What GAO Found
In its draft report, GAO noted that several governmentwide initiatives aimed at eliminating the unnecessary collection, use, and display of Social Security numbers (SSN) have been underway in response to recommendations that the presidentially appointed Identity Theft Task Force made in 2007 to the Office of Personnel Management (OPM), the Office of Management and Budget (OMB), and the Social Security Administration (SSA). However, these initiatives have had limited success. In 2008, OPM proposed a new regulation requiring the use of an alternate federal employee identifier but withdrew its proposed regulation because no such identifier was available. OMB required agencies to develop SSN reduction plans and continues to require annual reporting on SSN reduction efforts. SSA developed an online clearinghouse of best practices associated with the reduction of SSN use; however, the clearinghouse is no longer available online.
All 24 agencies covered by the Chief Financial Officers (CFO) Act developed SSN reduction plans and reported taking actions to curtail the use and display of the numbers. Nevertheless, in their responses to GAO's questionnaire and follow-up discussions, the agencies cited impediments to further reductions, including (1) statutes and regulations mandating the collection of SSNs, (2) the use of SSNs in necessary interactions with other federal entities, and (3) technological constraints of agency systems and processes.
Further, poor planning by agencies and ineffective monitoring by OMB have limited efforts to reduce SSN use. Lacking direction from OMB, many agencies' reduction plans did not include key elements, such as time frames and performance indicators, calling into question their utility. In addition, OMB has not required agencies to maintain up-to-date inventories of their SSN holdings or provided criteria for determining “unnecessary use and display,” limiting agencies' ability to gauge progress. In addition, OMB has not ensured that agencies update their annual progress nor has it established performance metrics to monitor agency efforts to reduce SSN use. Until OMB adopts more effective practices for guiding agency SSN reduction efforts, overall governmentwide reduction will likely remain limited and difficult to measure, and the risk of SSNs being exposed and used to commit identity theft will remain greater than it need be.
Why GAO Did This Study
SSNs are key pieces of identifying information that potentially may be used to perpetrate identity theft. Thieves find SSNs valuable because they are the identifying link that can connect an individual's information across many agencies, systems, and databases.
This statement summarize GAO's draft report that: (1) describes what governmentwide initiatives have been undertaken to assist agencies in eliminating their unnecessary use of SSNs and (2) assesses the extent to which agencies have developed and executed plans to eliminate the unnecessary use and display of SSNs and have identified challenges associated with those efforts. For the draft report on which this testimony is based, GAO analyzed documentation, administered a questionnaire, and interviewed officials from the 24 CFO Act agencies that led or participated in SSN elimination efforts.
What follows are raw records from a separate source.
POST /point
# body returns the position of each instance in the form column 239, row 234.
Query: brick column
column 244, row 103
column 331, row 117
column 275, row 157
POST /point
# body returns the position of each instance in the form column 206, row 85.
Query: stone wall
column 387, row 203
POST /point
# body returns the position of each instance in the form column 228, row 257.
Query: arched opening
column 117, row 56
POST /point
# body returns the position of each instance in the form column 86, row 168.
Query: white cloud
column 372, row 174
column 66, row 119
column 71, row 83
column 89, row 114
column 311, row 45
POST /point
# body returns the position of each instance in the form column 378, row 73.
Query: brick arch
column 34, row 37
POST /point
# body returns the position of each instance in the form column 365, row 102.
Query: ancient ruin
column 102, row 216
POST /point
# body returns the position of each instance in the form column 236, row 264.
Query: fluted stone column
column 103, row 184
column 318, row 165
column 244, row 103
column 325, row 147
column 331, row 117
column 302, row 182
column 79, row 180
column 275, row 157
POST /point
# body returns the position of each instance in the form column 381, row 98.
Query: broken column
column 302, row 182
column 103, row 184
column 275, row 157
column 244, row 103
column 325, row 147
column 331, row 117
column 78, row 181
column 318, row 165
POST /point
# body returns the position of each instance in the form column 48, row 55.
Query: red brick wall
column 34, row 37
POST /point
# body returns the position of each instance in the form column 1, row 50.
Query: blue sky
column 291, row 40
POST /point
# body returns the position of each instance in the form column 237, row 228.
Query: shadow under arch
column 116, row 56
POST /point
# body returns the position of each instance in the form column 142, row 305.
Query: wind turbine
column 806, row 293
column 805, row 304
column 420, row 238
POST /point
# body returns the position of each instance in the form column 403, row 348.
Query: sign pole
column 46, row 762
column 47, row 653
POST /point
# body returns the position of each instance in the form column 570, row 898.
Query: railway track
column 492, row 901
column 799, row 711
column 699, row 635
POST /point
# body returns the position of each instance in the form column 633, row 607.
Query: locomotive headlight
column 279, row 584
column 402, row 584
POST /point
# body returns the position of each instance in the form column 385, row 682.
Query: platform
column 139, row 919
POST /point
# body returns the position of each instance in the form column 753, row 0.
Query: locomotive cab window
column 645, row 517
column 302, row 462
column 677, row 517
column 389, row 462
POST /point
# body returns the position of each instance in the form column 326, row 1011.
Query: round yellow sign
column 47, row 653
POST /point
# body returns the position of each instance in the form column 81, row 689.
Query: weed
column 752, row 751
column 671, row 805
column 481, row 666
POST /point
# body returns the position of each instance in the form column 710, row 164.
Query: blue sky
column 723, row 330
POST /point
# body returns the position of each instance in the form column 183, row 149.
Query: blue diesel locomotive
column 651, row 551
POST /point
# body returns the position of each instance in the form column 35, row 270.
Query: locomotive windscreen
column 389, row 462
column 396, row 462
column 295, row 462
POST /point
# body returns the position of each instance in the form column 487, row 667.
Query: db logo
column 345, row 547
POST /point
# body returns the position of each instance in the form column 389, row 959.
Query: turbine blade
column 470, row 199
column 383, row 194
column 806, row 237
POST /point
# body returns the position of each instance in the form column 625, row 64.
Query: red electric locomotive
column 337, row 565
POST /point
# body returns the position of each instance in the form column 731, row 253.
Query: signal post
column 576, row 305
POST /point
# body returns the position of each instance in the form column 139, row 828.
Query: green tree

GAO's draft report contains five recommendations to OMB to require agencies to submit complete plans for ongoing reductions in the collection, use, and display of SSNs; require inventories of systems containing SSNs; provide criteria for determining “unnecessary” use and display of SSNs; ensure agencies update their progress in reducing the collection, use, and display of the numbers in annual reports; and monitor agency progress based on clearly defined performance measures.